The Hidden Face of Terrorism: The Dark Side of Social Engineering, From Antiquity to September 11As the cliché reminds us, information is power. In this age of computer systems and technology, an increasing majority of the world's information is stored electronically. It makes sense then that as an industry we rely on high-tech electronic protection systems to guard that information. As a professional hacker, I get paid to uncover weaknesses in those systems and exploit them. Whether breaking into buildings or slipping past industrial-grade firewalls, my goal has always been the same: extract the informational secrets using any means necessary. After hundreds of jobs, I discovered the secret to bypassing every conceivable high-tech security system. This book reveals those secrets, and as the title suggests, it has nothing to do with high technology. As it turns out, the secret isn't much of a secret at all. Hackers have known about these techniques for years. Presented in a light, accessible style, you'll get to ride shotgun with the authors on successful real-world break-ins as they share photos, videos and stories that prove how vulnerable the high-tech world is to no-tech attacks.

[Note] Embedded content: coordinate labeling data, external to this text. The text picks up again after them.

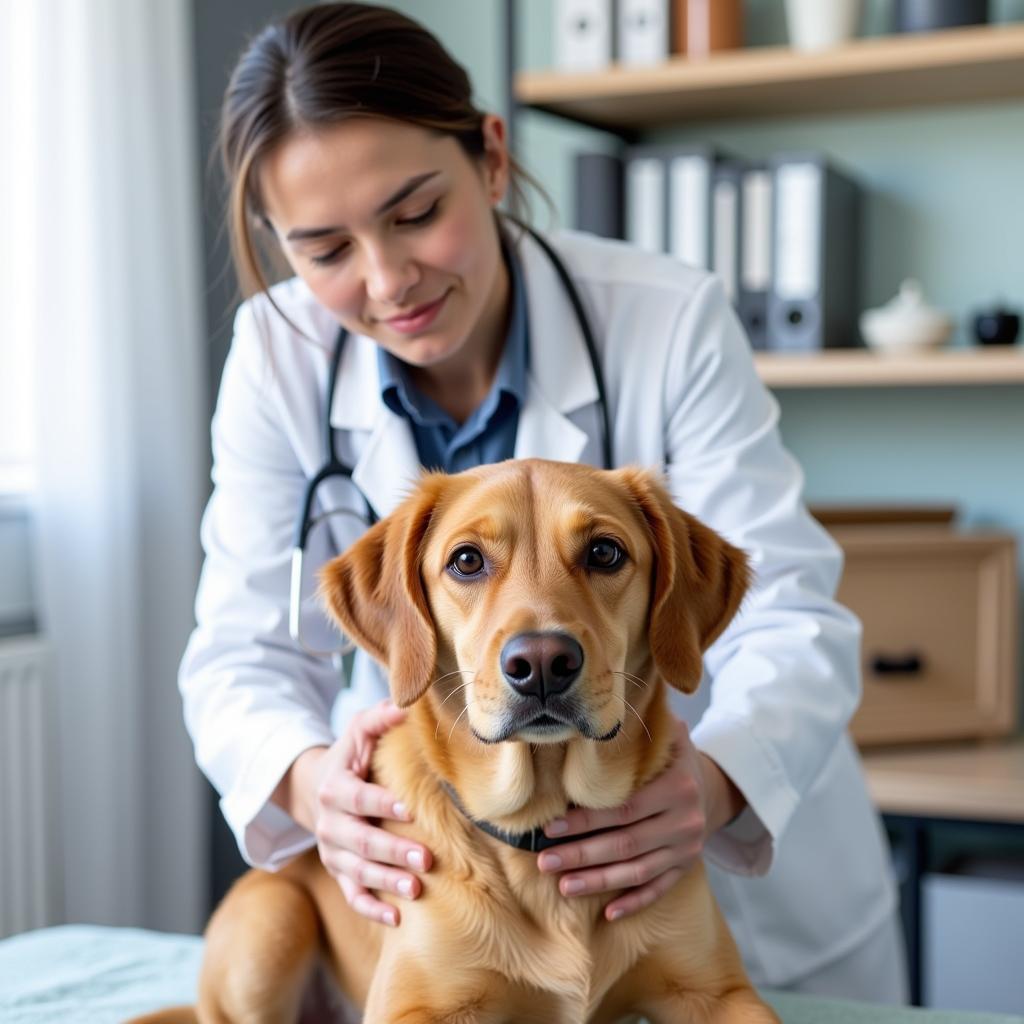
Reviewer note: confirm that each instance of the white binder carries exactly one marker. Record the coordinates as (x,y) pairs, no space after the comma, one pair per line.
(690,206)
(584,33)
(726,216)
(644,36)
(645,203)
(755,248)
(814,298)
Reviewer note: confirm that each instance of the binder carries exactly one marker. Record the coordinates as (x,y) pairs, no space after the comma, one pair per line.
(691,182)
(669,201)
(726,220)
(599,194)
(584,33)
(646,201)
(644,32)
(755,248)
(814,298)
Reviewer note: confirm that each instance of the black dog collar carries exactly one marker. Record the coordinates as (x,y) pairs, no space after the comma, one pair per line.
(532,842)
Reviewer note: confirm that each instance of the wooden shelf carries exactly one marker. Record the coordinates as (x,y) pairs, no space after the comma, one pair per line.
(981,62)
(863,368)
(978,781)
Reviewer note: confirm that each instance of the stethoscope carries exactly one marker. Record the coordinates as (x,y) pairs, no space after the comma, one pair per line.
(334,467)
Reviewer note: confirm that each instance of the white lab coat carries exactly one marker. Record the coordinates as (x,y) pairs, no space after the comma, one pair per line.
(683,395)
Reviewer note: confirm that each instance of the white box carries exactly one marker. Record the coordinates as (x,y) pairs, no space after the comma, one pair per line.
(973,943)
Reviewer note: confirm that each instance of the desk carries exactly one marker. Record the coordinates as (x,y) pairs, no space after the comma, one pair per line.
(976,785)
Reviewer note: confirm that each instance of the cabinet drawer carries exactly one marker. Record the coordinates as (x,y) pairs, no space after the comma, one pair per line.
(939,612)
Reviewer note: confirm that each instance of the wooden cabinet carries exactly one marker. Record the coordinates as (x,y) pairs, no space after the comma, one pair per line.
(939,613)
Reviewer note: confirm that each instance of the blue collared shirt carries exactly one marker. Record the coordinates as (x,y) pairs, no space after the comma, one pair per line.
(488,434)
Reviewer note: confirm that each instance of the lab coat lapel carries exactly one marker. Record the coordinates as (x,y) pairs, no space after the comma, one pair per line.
(387,464)
(561,378)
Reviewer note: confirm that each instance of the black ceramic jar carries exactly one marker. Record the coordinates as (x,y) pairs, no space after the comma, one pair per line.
(927,15)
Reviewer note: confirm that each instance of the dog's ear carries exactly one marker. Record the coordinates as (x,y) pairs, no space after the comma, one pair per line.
(698,580)
(375,592)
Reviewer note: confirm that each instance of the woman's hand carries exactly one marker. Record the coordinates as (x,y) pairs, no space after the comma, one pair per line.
(356,852)
(662,832)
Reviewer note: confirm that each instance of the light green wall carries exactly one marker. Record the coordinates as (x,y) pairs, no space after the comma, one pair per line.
(945,204)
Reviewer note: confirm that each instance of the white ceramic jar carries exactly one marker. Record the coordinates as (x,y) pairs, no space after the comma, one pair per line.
(820,25)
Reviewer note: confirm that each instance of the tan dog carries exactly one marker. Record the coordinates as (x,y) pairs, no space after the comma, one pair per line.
(528,613)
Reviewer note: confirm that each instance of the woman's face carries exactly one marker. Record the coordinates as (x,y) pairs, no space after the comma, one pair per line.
(391,227)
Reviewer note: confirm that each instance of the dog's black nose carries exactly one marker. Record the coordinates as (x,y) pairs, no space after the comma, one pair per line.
(541,665)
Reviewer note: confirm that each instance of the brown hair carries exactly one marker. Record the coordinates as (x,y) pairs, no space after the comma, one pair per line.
(321,66)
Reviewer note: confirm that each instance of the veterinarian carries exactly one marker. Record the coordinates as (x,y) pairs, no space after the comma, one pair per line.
(354,155)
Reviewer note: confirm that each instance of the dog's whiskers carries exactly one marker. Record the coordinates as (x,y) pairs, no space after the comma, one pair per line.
(463,712)
(643,724)
(455,672)
(635,680)
(452,694)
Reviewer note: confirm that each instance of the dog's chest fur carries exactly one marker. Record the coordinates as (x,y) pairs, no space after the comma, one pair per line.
(501,912)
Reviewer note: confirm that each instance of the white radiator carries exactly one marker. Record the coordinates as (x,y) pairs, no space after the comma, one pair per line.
(26,846)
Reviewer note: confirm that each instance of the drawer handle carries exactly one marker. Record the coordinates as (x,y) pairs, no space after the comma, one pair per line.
(888,665)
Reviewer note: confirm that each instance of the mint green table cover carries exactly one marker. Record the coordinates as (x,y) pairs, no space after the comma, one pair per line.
(80,974)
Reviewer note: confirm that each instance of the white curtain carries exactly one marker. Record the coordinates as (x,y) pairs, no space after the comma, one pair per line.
(109,255)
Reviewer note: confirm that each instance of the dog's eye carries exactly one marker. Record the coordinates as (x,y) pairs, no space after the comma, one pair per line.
(466,561)
(604,554)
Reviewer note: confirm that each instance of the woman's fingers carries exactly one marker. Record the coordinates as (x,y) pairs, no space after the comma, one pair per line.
(372,844)
(621,845)
(637,899)
(365,903)
(367,800)
(625,875)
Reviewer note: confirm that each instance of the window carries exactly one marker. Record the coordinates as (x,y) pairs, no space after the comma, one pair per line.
(18,115)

As you browse this book, you'll hear old familiar terms like “dumpster diving”, “social engineering”, and “shoulder surfing”. Some of these terms have drifted into obscurity to the point of becoming industry folklore; the tactics of the pre-dawn information age. But make no mistake; these and other old-school tactics work with amazing effectiveness today. In fact, there's a very good chance that someone in your organization will fall victim to one or more of these attacks this year. Will they be ready?

. Dumpster Diving
Be a good sport and don't read the two “D” words written in big bold letters above, and act surprised when I tell you hackers can accomplish this without relying on a single bit of technology (punny).
. Tailgating
Hackers and ninja both like wearing black, and they do share the ability to slip inside a building and blend with the shadows.
. Shoulder Surfing
If you like having a screen on your laptop so you can see what you're working on, don't read this chapter.
. Physical Security
Locks are serious business and lock technicians are true engineers, most backed with years of hands-on experience. But what happens when you take the age-old respected profession of the locksmith and sprinkle it with hacker ingenuity?
. Social Engineering with Jack Wiles
Jack has trained hundreds of federal agents, corporate attorneys, CEOs and internal auditors on computer crime and security-related topics. His unforgettable presentations are filled with three decades of personal “war stories” from the trenches of Information Security and Physical Security.
. Google Hacking
A hacker doesn't even need his own computer to do the necessary research. If he can make it to a public library, Kinko's or Internet cafe, he can use Google to process all that data into something useful.
. P2P Hacking
Let's assume a guy has no budget, no commercial hacking software, no support from organized crime and no fancy gear. With all those restrictions, is this guy still a threat to you? Have a look at this chapter and judge for yourself.
. People Watching
Skilled people watchers can learn a whole lot in just a few quick glances. In this chapter we'll take a look at a few examples of the types of things that draws a no-tech hacker's eye.
. Kiosks
What happens when a kiosk is more than a kiosk? What happens when the kiosk holds airline passenger information? What if the kiosk holds confidential patient information? What if the kiosk holds cash?
. Vehicle Surveillance
Most people don't realize that some of the most thrilling vehicular espionage happens when the cars aren't moving at all!

Price: $14.50

Click here to buy from Amazon

No Tech Hacking: A Guide to Social Engineering Dumpster Diving Shoulder Surfing

No Tech Hacking: A Guide to Social Engineering, Dumpster Diving, and Shoulder SurfingAs the cliché reminds us, information is power. In this age of computer systems and technology, an increasing majority of the world's information is stored electronically. It makes sense then that as an industry we rely on high-tech electronic protection systems to guard that information. As a professional hacker, I get paid to uncover weaknesses in those systems and exploit them. Whether breaking into buildings or slipping past industrial-grade firewalls, my goal has always been the same: extract the informational secrets using any means necessary. After hundreds of jobs, I discovered the secret to bypassing every conceivable high-tech security system. This book reveals those secrets, and as the title suggests, it has nothing to do with high technology. As it turns out, the secret isn't much of a secret at all. Hackers have known about these techniques for years. Presented in a light, accessible style, you'll get to ride shotgun with the authors on successful real-world break-ins as they share photos, videos and stories that prove how vulnerable the high-tech world is to no-tech attacks.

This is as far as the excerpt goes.